I heard an interesting story on NPR during my evening commute.  The reporter posits:
"Social networks such as Facebook and Twitter are helping people keep in touch with friends and family. But just how social are those networks? Are Internet communities simply "real-world" cliques moved online?"


Quite honestly, I never pondered that Facebook was anything more than a digital clique.  Looking at my own cadre of friends on Facebook, I saw some interesting patterns.  I have 653 friends.  [Yes.  I know.  Those of you with more friends are thinking, "Oh how sad." and those of you with fewer friends are just jealous. It's all relative.]  For point of information, the average Facebook user has about 125 friends.  I appear to be ahead of the curve. 

After my dear husband (453 mutual friends), the person with whom I share the most mutual friends is a girl that went to my high school. We have 53 mutual friends. Interestingly, we were not the best of friends back in high school.  I was too nerdy for her. Either I've become much hipper after all these years or she's mellowed with age.   

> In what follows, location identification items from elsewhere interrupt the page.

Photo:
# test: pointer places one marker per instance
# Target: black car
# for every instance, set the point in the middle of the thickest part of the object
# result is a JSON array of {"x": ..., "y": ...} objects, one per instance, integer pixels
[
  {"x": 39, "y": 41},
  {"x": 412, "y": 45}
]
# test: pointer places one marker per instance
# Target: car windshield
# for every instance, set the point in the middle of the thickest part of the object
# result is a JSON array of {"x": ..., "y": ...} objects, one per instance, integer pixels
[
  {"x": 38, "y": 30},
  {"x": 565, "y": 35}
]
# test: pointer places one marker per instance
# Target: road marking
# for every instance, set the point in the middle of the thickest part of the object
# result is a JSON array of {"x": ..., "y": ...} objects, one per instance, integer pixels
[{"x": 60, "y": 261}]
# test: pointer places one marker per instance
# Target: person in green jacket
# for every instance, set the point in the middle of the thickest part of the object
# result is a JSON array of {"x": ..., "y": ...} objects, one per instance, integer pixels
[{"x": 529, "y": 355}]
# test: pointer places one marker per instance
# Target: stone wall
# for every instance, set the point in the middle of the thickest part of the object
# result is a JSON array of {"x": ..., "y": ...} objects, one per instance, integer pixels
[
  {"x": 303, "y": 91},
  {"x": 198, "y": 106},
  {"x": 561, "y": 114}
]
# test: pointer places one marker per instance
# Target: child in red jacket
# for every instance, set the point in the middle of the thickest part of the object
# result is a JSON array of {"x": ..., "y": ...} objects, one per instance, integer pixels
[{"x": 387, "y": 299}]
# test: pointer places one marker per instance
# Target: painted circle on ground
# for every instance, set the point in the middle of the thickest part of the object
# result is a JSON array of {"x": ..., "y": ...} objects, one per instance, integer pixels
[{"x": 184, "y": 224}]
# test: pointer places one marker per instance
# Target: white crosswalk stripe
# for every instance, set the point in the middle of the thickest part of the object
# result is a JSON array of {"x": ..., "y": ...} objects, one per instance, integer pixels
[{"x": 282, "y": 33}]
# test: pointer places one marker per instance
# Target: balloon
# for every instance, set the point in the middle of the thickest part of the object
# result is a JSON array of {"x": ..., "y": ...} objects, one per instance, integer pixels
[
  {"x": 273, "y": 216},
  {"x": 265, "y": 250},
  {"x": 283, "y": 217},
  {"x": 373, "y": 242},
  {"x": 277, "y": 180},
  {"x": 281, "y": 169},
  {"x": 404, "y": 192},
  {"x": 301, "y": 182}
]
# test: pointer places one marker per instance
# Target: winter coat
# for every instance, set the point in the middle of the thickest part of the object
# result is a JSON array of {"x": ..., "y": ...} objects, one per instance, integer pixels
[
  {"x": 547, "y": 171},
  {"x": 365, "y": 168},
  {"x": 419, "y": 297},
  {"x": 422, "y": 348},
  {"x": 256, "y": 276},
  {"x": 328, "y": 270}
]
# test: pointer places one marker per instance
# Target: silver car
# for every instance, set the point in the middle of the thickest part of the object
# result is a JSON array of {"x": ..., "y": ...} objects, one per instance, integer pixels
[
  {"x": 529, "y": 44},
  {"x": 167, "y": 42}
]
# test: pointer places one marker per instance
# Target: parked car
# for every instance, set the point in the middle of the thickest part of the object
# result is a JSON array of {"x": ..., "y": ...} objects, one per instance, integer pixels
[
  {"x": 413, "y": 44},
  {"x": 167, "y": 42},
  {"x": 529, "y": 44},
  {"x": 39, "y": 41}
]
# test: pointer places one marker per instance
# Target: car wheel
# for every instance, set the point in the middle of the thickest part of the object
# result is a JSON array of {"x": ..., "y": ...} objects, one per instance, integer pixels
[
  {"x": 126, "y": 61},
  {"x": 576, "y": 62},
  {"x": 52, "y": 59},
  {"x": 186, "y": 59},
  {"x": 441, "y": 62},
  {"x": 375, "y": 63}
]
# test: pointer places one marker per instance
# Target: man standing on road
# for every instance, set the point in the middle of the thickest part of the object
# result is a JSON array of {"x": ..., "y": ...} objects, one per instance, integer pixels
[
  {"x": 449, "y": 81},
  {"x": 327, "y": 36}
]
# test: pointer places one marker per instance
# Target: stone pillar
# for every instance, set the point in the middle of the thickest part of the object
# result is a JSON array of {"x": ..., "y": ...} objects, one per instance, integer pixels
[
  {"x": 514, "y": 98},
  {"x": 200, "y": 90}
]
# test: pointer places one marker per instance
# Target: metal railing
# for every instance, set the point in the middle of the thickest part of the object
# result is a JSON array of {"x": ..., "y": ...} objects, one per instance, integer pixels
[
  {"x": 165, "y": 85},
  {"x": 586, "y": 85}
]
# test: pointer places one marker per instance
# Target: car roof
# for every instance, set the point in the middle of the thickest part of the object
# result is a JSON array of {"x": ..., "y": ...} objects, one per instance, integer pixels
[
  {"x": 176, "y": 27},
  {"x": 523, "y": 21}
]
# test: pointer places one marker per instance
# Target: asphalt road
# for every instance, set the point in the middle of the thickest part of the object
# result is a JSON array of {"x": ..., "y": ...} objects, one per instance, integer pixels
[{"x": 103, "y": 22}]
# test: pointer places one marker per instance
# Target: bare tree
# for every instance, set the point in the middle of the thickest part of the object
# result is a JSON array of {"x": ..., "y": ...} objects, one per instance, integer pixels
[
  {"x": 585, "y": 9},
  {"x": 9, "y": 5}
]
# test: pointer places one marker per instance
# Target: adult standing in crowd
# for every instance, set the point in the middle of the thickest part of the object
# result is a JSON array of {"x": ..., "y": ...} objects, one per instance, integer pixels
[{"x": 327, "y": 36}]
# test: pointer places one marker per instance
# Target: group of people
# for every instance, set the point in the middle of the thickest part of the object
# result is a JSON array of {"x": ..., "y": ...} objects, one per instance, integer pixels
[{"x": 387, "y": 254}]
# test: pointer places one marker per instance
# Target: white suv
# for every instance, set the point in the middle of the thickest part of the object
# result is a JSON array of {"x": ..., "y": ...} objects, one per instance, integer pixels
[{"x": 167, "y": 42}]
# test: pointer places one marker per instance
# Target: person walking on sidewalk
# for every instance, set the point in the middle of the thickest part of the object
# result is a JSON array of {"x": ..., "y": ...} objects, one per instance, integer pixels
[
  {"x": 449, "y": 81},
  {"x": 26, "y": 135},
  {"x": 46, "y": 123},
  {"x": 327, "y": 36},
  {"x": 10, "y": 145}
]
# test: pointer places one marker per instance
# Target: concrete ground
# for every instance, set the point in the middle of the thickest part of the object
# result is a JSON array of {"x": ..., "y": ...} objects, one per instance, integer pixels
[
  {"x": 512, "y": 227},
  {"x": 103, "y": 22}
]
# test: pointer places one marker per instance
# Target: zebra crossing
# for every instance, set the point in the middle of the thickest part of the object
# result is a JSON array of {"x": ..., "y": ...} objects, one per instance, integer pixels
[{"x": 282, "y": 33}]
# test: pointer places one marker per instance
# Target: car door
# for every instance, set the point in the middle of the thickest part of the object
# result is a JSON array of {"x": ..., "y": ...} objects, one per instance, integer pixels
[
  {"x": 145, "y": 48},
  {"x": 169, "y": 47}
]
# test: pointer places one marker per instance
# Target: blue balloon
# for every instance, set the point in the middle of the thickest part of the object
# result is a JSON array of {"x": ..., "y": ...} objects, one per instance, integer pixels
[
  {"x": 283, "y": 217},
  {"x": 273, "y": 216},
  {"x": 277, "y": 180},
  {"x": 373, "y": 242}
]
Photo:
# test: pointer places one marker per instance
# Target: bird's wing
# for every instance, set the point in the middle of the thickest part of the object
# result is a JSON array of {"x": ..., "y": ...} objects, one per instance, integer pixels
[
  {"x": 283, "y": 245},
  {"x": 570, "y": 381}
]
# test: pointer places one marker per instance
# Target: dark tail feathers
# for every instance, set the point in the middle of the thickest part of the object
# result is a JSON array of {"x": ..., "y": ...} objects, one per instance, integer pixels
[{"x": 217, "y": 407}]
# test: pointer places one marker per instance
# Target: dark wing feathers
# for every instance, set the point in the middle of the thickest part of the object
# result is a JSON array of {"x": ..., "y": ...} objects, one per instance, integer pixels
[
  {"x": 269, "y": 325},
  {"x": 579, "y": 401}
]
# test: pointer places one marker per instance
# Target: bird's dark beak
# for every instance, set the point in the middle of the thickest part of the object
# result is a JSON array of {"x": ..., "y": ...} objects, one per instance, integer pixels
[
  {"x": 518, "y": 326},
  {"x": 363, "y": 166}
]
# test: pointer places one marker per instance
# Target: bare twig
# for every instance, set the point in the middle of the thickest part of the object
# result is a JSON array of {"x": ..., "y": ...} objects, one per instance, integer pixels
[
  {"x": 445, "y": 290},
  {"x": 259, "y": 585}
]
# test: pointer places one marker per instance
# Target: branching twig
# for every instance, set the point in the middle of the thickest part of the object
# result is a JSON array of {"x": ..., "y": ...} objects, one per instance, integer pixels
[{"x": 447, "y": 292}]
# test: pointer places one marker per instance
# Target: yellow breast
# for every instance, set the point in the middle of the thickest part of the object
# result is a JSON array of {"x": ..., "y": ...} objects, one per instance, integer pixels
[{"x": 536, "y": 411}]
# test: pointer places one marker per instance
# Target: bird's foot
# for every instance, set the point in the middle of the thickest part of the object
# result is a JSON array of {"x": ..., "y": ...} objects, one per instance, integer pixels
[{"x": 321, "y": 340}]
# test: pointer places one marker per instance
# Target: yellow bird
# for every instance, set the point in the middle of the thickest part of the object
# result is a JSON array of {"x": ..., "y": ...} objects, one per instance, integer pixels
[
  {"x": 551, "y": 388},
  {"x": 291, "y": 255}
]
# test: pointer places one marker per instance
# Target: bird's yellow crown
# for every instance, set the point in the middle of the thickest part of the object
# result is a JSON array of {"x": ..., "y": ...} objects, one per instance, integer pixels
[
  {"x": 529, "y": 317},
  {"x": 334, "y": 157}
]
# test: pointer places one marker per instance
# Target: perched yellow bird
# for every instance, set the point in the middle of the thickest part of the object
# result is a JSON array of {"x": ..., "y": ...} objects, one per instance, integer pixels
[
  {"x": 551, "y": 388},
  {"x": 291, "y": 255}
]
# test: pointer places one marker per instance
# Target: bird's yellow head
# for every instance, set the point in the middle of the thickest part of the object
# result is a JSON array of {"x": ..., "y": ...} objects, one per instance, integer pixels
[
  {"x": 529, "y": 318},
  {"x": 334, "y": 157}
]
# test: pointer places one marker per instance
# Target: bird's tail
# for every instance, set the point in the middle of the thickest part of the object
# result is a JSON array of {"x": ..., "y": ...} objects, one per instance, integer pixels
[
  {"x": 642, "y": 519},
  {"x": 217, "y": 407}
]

The NPR story maintains that Facebook's software is designed so that our "Top News" shows items that we are more likely to agree with or comment on so we will tend to see news from our friends who are most like us.  If we don't comment on it or click on it,  Facebook, in turn, pushes the information (and future information from the same friend) off of our radar.  I suppose there is some truth to this.  As I look over my list of friends, I am amazed at how many of them show up so rarely in my News Feed.  Maybe they're just not as addicted to Facebook as I am.  

I do disagree with the diversity issue, though. I have friends who are straight, gay, single,  married, and divorced. I have friends in their teens and friends in their 60s.  My news feed is frequently filled with posts by those more liberal than me (yes, it's possible) as well as those so conservative they make Dick Cheney look like a tree-hugger. I must admit, though, that my list of friends is very....oh....how shall we say...white.  I'll have to work on that. 

  
If the issue is diversity, it seems that Twitter might be the answer.  According to the article, Twitter's public format creates a more diverse forum than the private profiles of Facebook, leading to more frank and honest discussions with a greater variety of strangers brought together by common causes as varied as political issues, TV shows, and favorite shopping venues.  I have yet to jump on the Twitter bandwagon but maybe this was the information I needed to push me over the edge. 

I don't want to be perceived as anti-social.